A female scientist in a lab coat using a phone on a tripod to record herself carrying out an experiment with test tubes

Narrative CVs are gaining in popularity — but many researchers don’t yet know exactly how to craft one.Credit: Getty

A group of funding agencies and research organizations has created a free online platform to help academics to create narrative CVs.

In the past few years, funders have increasingly favoured the narrative style over typical formats, which usually emphasize quantitative indicators. These include the titles of journals that papers are published in, and the amount of grant money received. Narrative CVs describe a person’s contributions and achievements, and reflect a broader range of skills and experiences than do conventional formats.

The Peer Exchange Platform for Narrative-style CVs (PEP-CV) is backed by a coalition of national funders that are already using narrative CVs in funding applications. These include UK Research and Innovation, the Swiss National Science Foundation, Science Foundation Ireland, the Dutch Research Council and the Luxembourg National Research Fund.

Other PEP-CV supporters include London-based research funder Wellcome; the Young Academy of Europe (YAE), a Europe-wide association of junior researchers; and the Marie Curie Alumni Association, an international non-profit organization.

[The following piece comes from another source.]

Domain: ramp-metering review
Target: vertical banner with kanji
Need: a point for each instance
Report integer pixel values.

It’s difficult to understand a person’s expertise by looking only at quantitative metrics, says YAE chair Katalin Solymosi, a plant biologist at Eötvös Loránd University in Budapest.

“If you want to change the research culture, and also build a more inclusive scientific landscape with equity, diversity and inclusion of all talents, there should be greater awareness among funders of more qualitative indicators,” Solymosi says.

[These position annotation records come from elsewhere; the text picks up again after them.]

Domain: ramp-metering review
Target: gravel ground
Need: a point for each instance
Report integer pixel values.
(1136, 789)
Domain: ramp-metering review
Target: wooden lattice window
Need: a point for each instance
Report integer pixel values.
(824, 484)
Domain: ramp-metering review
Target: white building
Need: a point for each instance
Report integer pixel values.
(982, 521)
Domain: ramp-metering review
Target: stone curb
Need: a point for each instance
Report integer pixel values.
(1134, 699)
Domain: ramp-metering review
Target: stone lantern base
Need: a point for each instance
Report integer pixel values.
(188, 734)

Narrative CVs can help funders to see the human being behind a funding application. They can capture periods of parental leave, for example, which are harder to account for in conventional CV formats, she adds.

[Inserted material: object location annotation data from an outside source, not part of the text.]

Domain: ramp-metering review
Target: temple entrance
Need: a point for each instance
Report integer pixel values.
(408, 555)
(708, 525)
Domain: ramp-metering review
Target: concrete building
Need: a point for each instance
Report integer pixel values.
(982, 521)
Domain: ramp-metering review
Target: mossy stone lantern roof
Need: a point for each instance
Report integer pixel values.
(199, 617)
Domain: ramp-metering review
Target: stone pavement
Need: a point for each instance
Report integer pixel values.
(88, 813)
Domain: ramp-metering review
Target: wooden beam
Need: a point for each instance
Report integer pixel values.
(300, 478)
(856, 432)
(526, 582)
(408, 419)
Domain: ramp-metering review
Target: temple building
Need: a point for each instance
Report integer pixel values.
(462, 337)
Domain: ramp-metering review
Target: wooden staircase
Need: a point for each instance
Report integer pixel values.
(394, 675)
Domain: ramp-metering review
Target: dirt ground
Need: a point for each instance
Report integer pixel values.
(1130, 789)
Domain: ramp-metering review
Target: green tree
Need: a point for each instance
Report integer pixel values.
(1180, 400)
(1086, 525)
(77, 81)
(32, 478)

“But many researchers have no experience with how to write narrative CVs, what to include, and how to avoid it becoming a very lengthy text that nobody will really read,” Solymosi concludes. This is why mentoring support is needed, she says.

A sea change for CVs

Individual researchers can register on PEP-CV as mentors or people seeking advice. Those seeking a mentor can then search for one who best fits their needs. If that person accepts the request, the two are connected through e-mail. Since its launch in March, the platform has garnered around 500 users, 153 mentors and 348 seeking guidance.

Tanita Casci, who directs the research strategy and policy unit at the University of Oxford, UK, says that a mentoring platform such as PEP-CV can help researchers who do not have much local support to find guidance on how to craft their CV.

Because knowledge of this CV format is not yet widespread, she adds, it means that “rather than the narrative CV achieving its intended aims of allowing for greater diversity in applicant pools and awardee pools, it’s actually favouring those who are in institutions that have the appropriate support”.

Future plans include incentivizing mentors to offer their time for free by allowing them to claim recognition using ORCID, a tool that assigns unique identifiers to authors to capture bibliometric outputs. This will enable them to earn credit for their work.

Kelly Cobey, who leads the metascience and open-science programme at the University of Ottawa Heart Institute, says a change in behaviour is needed to shift in how research is assessed, and narrative CVs are part of that process.

Currently, grant applicants don’t always know what funders are looking for in narrative CVs, which is why more mentoring support is a positive step, Cobey adds.

In addition to guidance on crafting CVs, Casci thinks institutions should support researchers by making sure they are participating in relevant activities to gain knowledge and experiences that they can eventually write about.